Which brings me to quantum physics. While it is true that there are several aspects, several quanta, that we have not as yet verified, there remain a significant number of theorists that believe that upcoming experiments at the Cern super collider will bring the Higgs to light. While there is much mathematical support for this belief, it still must be viewed as a leap of faith and intuition. And it is this very thing that we deny our children. Education has eradicated both the leap of faith and intuition. The world of academia reinforces this. The current trends in both primary and secondary education emphasize what we already believe we know, at the cost of ignoring what we don't know, and higher education, for the most part, proceeds forward in the delusion that what comes next will come from what we believe is. There is a world where one plus one does not equal two. There is a world where music is not based on the western chromatic scale. There is a world where one can make sense of a Jackson Pollock painting. There is a world where dance reveals wisdom. Indeed, there is a world where' q's are not followed by 'u's. I, for one, don't give a flying fuck if my son knows when the Magna Carta was signed. I would rather that he intuit that the path from the Code of Hammurabi led us straight to the bible which led us straight to the broken legal system we have today, where personal accountablilty means absolutely nothing. I would rather he see a world where an 'eye for an eye' is outdated; or more to the point, I would rather he see his world, which looks nothing like mine; a world that is not created from the rigidity of my knowledge; a world that is not restricted, not bound by the chains of my future, but rather set free with the unforeseen possibilities of his. It is time to teach them that being wrong carries no shame; that the wrong we burden them with is our wrong, not theirs; that the shame we force upon them is founded in our inability to consider that they may be right.

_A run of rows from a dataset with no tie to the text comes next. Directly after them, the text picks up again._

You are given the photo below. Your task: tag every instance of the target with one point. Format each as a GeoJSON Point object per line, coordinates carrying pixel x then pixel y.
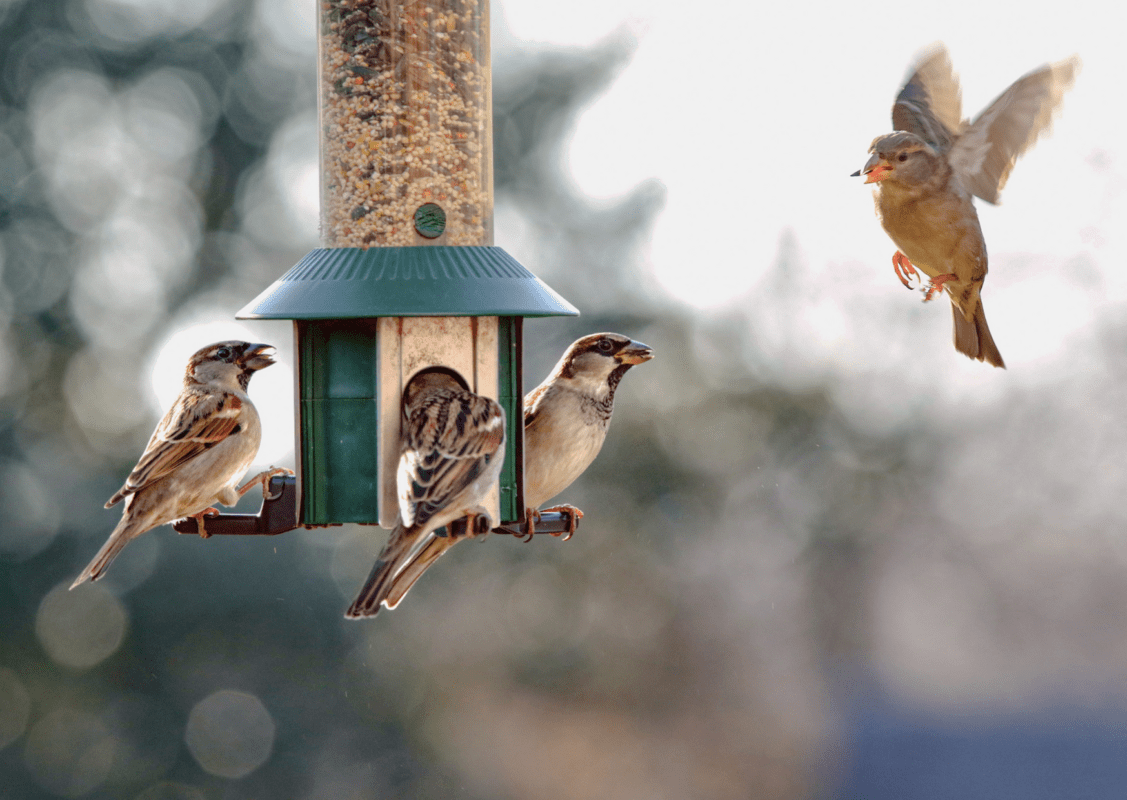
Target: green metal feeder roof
{"type": "Point", "coordinates": [348, 283]}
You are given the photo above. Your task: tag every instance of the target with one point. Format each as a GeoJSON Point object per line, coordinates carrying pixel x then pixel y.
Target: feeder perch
{"type": "Point", "coordinates": [408, 278]}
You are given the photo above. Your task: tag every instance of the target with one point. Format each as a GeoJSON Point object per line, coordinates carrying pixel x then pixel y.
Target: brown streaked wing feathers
{"type": "Point", "coordinates": [196, 423]}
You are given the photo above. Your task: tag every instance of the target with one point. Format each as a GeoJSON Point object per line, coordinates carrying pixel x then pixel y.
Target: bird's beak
{"type": "Point", "coordinates": [876, 169]}
{"type": "Point", "coordinates": [635, 353]}
{"type": "Point", "coordinates": [258, 356]}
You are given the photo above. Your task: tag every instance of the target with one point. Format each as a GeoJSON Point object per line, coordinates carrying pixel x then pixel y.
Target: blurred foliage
{"type": "Point", "coordinates": [755, 529]}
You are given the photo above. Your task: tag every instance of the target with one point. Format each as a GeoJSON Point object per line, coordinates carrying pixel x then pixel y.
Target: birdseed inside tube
{"type": "Point", "coordinates": [405, 101]}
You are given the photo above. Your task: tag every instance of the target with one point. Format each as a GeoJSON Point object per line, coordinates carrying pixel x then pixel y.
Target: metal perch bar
{"type": "Point", "coordinates": [550, 522]}
{"type": "Point", "coordinates": [277, 515]}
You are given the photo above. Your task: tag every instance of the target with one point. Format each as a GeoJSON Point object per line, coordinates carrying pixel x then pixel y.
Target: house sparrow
{"type": "Point", "coordinates": [567, 416]}
{"type": "Point", "coordinates": [929, 168]}
{"type": "Point", "coordinates": [197, 453]}
{"type": "Point", "coordinates": [453, 445]}
{"type": "Point", "coordinates": [565, 424]}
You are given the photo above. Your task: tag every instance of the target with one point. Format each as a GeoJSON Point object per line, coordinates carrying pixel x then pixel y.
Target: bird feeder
{"type": "Point", "coordinates": [407, 277]}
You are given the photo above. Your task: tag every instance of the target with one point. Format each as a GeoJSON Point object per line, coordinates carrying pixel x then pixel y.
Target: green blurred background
{"type": "Point", "coordinates": [777, 583]}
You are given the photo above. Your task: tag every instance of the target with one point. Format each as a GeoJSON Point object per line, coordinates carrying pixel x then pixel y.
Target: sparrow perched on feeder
{"type": "Point", "coordinates": [926, 171]}
{"type": "Point", "coordinates": [453, 445]}
{"type": "Point", "coordinates": [567, 416]}
{"type": "Point", "coordinates": [197, 453]}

Perhaps it truly is time to let the canary go, and inhale the toxic fumes of our own inertia. Perhaps it is time to try to remember that we have been wrong before, will be wrong again, and that the truth is much simpler than we paint it. If there is a paradise to come, it will not come from god. It will not come from us. It will arrive on the wings of angels, our children, if we let them fly, ungrounded in our haughtiness and arrogance. We need to let them fly free, that they might see what we cannot, soaring in the realm of unencumbered imagination. There is no such thing as gravity.




3 comments:

Gail said...

Even without words we teach. By example of how we live our life as men, women,son and daughter, husband, wife, neighbor, friend, our music and book choices, food we enjoy, drinking, smoking or not, our tone, what we laugh at or don't, who is in our world, how we react in times of trouble and or joy, how we celebrate, and on and on.our kids are like sponges and they absorb "us".......until they are old enough to "squeeze us out", and they will hold on to those parts of us they believe are of importance in their life as they forge on and start to moisten and fill the people in their lives that just by nature of the relationship seek their influence.and so it goes.
phew,

gae

PENolan said...

Nicely stated, bartender.
And I don't like the word esoteric either.

Unknown said...

Oh, Great Triad! Education has always eradicated leaps of faith and intuition. Great thinkers, artists, and assholes are those that overcome their education. That's what makes them geniuses.

Also, esoteric isn't such a bad word when you combine it with osterich.